Pope Francis has made a surprise donation to struggling poultry workers in Italy.

The regional newspaper Il Quotidiano del Molise reported Sept. 18 that the pope donated 10,000 euros (almost $12,000) after he heard about the plight of the employees in Bojano, a town in the province of Campobasso in south-central Italy.

Fr. Alberto Conti, director of Caritas in the Diocese of Trivento, explained that the pope was moved when he heard that 273 workers face an uncertain future as a government subsidy that they are currently receiving is due to expire in November.

Conti met with Pope Francis Sept. 15, according to a report on the website L'Eco dell'Alto Molise. 

Writing in Il Quotidiano del Molise, Conti recalled that before he asked the pope to give him a blessing, he asked him to pray for the workers, who fear they will be unemployed after November. He told him that they had appealed to both the diocesan and national branches of Caritas for help.

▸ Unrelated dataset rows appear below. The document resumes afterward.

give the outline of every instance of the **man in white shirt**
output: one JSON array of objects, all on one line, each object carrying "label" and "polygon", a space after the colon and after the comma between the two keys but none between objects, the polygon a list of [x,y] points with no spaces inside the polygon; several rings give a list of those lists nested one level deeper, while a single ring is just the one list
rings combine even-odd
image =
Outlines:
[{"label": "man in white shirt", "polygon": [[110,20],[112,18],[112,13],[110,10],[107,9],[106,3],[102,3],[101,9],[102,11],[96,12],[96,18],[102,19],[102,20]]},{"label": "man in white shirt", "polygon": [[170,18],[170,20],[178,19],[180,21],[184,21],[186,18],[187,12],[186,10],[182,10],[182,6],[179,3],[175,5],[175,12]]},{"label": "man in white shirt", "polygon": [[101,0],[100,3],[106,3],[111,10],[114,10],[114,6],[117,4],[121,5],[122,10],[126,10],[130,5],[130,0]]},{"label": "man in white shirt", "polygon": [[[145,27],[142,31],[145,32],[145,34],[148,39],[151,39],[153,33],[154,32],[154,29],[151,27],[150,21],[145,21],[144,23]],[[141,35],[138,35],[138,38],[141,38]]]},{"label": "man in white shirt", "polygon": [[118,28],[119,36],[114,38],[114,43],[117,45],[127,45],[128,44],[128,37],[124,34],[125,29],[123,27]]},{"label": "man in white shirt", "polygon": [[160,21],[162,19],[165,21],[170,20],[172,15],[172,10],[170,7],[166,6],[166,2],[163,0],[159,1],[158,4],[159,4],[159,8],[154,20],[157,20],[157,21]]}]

"The Holy Father asked me: 'Do you have any way to help them?' I replied: 'Holy Father, there are 273 families and they ask first of all for the right to work. But we will do what we can to stay close to them,'" Conti said. 

"The pope got up and went out of the small room where we were. He returned after a few minutes and behind him came his young secretary, who handed him an envelope that he placed in my hands. I immediately grasped that it was an offering, and I must therefore have seemed embarrassed, because, with great simplicity, he encouraged me, exhorting me: 'Take it, take it.'"

"When I got out in the car, I opened the envelope and discovered that the Holy Father had wanted to donate 10,000 euros to those workers in difficulty I had just told him about."

Conti said that after consulting with Bishop Claudio Palumbo of Trivento he decided to use the gift to buy educational materials for the workers' children. 

He said that when times were difficult culture, education and the training of young people were always the first things to lose out. 

"They must instead be defended because they represent the only weapon of peace that the most needy possess to improve their conditions, to grow as people, to help the development of the region and therefore the good of all," Conti wrote.